Grand lecteur, Claude Dorge gardait l’œil sur ce qui se faisait ailleurs. «On a fait un roman Le vent n’a pas d’écho (1982) de Monique Jeannotte. À ce moment-là, c’était très populaire de faire des couvertures avec les caractères du titre en relief. Ça m’avait emballé. J’ai réussi à faire la couverture de ce roman avec les caractères en relief.»

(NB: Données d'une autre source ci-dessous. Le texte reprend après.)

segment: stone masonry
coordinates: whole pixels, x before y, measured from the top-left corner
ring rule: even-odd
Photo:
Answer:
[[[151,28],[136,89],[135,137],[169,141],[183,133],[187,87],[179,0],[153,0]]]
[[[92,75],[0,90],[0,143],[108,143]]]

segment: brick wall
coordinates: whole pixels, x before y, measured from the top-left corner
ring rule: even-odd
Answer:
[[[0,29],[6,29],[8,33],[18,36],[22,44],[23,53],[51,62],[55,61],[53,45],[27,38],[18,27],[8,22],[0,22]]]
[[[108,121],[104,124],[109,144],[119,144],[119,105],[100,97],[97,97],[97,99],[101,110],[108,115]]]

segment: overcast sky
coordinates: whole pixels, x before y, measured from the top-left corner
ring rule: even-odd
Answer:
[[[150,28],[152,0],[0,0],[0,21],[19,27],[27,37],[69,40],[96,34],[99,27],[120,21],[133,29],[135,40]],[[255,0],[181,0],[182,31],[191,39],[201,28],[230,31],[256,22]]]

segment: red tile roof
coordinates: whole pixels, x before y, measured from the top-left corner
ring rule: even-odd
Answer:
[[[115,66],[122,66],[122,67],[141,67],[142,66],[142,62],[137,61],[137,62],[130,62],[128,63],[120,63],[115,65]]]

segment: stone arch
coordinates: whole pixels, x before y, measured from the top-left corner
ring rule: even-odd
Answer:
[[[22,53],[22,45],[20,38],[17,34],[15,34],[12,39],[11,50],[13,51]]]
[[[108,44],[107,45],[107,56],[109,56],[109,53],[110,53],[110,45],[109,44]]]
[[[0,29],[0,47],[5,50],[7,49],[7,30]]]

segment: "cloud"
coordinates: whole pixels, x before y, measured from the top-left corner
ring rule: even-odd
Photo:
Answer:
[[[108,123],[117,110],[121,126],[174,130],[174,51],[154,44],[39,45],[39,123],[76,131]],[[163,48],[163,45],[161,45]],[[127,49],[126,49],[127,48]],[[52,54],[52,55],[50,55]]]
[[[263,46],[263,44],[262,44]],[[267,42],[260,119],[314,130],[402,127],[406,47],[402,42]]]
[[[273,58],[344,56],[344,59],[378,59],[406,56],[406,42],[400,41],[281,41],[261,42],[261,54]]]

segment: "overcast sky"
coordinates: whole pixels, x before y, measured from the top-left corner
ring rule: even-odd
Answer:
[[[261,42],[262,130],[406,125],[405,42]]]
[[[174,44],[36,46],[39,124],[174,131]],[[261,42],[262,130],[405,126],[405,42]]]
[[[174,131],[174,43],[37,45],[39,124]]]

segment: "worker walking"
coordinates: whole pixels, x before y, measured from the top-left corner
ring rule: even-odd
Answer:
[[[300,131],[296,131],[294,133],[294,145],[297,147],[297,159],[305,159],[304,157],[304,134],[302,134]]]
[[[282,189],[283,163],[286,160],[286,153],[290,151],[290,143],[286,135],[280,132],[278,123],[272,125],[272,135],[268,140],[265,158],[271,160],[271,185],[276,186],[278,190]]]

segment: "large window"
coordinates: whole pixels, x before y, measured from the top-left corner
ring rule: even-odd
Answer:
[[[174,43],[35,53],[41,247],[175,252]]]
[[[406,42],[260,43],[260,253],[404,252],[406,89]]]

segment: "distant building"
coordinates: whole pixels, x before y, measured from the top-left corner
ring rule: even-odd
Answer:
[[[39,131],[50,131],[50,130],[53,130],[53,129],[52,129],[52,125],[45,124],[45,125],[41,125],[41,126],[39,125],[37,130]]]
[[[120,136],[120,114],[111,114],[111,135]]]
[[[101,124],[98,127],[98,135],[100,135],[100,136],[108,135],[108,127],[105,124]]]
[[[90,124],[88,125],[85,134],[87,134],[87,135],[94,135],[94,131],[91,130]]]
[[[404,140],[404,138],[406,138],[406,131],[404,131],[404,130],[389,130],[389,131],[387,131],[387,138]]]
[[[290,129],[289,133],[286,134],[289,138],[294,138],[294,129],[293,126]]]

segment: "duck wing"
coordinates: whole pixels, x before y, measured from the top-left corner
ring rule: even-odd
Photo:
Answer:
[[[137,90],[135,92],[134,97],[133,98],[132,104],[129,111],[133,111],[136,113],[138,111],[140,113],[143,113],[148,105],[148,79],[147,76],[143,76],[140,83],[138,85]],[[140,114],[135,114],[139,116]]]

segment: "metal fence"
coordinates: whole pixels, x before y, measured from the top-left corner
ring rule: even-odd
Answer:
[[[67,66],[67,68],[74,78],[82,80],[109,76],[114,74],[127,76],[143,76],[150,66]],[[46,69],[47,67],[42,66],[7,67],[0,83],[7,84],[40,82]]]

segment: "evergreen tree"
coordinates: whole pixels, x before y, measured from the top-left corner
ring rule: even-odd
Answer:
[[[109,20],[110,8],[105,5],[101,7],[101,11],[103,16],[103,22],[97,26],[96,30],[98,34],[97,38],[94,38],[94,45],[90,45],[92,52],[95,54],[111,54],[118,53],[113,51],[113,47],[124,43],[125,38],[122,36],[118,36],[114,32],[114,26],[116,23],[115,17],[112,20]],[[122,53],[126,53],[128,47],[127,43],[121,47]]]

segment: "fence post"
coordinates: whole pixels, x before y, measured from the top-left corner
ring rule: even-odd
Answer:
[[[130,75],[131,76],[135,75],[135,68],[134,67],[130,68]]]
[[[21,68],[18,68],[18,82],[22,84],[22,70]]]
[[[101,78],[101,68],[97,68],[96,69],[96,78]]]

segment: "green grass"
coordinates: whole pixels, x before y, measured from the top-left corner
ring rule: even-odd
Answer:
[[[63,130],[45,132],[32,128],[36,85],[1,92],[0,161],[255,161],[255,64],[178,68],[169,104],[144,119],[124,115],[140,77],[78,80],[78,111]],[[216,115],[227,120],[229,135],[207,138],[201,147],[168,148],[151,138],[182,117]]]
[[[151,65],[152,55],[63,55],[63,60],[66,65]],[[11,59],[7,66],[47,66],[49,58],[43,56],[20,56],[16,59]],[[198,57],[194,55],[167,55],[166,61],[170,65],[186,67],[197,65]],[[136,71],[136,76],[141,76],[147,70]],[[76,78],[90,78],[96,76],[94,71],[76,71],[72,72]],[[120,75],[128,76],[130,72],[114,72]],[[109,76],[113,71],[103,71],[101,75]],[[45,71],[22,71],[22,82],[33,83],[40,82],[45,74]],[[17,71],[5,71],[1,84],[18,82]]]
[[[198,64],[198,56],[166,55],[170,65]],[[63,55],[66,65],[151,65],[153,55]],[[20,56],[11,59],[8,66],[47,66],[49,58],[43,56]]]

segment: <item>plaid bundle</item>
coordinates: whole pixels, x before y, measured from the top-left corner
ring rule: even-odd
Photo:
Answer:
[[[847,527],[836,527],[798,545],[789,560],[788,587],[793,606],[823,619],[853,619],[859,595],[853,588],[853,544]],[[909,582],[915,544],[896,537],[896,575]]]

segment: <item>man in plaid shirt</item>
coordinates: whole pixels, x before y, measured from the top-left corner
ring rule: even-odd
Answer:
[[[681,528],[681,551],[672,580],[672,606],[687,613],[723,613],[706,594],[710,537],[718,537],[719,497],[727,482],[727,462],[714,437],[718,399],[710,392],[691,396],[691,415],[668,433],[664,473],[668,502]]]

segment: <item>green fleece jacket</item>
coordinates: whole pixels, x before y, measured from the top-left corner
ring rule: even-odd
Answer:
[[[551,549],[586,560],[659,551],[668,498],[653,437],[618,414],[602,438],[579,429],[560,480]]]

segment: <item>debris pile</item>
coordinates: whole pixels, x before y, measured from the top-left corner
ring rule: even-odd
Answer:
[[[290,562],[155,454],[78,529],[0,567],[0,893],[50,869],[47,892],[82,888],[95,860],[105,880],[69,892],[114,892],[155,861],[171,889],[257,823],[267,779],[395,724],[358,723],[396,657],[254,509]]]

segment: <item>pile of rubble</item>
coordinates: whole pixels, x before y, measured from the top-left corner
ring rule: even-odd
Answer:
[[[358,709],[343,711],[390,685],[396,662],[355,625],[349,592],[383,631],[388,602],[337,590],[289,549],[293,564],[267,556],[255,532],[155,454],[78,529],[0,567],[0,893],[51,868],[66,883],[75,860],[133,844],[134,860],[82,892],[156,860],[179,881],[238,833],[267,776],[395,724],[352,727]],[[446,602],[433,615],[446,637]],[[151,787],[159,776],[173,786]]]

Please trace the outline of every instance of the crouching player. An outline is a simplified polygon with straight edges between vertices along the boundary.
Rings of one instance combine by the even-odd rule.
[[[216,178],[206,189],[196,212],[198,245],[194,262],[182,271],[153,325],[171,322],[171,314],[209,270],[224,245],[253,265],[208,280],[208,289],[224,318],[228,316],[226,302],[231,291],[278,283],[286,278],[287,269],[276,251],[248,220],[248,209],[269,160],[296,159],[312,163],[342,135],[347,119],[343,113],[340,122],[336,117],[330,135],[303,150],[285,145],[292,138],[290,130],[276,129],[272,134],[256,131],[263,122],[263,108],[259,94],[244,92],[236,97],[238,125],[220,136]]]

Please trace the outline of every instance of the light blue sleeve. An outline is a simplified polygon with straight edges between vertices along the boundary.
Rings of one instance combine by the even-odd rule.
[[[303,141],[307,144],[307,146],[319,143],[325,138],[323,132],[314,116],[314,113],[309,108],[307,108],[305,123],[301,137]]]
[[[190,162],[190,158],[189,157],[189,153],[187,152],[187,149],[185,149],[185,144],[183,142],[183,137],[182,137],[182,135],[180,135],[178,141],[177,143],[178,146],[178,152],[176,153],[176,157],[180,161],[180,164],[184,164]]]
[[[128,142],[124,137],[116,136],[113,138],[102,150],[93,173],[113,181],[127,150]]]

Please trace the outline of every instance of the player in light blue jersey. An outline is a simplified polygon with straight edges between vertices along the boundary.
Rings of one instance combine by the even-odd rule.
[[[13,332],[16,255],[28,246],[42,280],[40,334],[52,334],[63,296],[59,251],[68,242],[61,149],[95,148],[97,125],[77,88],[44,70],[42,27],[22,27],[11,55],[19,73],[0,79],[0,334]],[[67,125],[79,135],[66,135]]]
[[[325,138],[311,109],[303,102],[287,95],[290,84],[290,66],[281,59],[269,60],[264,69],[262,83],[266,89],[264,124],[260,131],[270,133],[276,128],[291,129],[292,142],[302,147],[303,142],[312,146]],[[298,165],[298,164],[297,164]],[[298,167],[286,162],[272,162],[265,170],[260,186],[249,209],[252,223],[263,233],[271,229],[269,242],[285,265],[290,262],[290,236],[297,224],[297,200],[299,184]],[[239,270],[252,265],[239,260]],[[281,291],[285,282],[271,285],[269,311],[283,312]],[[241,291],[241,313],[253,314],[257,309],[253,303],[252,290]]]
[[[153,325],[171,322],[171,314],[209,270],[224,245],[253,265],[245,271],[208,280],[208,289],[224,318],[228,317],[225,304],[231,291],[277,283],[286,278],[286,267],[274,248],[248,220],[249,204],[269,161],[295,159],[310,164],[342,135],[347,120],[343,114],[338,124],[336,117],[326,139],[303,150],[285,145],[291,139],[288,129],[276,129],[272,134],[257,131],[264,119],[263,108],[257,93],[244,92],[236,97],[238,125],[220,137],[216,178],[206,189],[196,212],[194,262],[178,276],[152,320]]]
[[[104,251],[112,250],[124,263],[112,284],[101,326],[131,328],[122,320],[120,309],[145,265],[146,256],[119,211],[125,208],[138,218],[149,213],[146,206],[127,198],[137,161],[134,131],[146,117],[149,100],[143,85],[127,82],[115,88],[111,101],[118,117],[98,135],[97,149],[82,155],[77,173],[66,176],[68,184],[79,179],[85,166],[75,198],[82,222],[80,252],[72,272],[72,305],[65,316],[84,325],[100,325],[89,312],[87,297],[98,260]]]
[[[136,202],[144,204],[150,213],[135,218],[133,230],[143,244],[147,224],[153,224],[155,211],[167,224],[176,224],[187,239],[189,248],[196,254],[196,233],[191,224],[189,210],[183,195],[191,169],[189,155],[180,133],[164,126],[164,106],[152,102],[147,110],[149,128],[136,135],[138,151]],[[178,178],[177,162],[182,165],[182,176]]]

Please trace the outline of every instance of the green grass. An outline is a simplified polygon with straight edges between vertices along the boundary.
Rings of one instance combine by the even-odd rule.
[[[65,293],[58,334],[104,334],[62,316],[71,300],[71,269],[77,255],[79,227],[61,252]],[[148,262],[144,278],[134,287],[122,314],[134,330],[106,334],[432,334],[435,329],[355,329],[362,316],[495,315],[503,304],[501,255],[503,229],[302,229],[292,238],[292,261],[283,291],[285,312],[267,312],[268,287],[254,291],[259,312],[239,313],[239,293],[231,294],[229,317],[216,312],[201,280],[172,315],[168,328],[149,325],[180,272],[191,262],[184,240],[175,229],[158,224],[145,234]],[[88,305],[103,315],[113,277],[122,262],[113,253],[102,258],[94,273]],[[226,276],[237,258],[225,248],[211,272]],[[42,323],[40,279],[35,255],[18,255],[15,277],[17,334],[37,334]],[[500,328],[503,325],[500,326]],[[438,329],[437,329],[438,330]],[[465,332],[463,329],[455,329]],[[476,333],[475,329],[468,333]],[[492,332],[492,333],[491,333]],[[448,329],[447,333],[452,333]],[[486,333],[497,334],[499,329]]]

Comment a-t-il pu convaincre le Blé d’allouer un budget pour ça? «J’ai découvert que tu peux faire beaucoup de choses que tu pensais être dispendieuses et qui finalement ne l’étaient pas si t’en parlais à d’autres. On faisait toujours affaire avec le même bonhomme à Hignell, un francophone, un vrai gentleman. Lui, il était au courant. Je lui disais mon idée et il disait, oui on peut faire ça.»

Autre exemple: «La toile de Pauline Morier qui s’appelle Chez Louise, c’était la couverture de l’un des petits livres de la collection Miroir de catalogues d’expositions montées au Centre culturel par Bernard Mulaire. Et bien, c’était la première fois qu’on imprimait en couleurs. Si tu penses que j’étais pas excité!»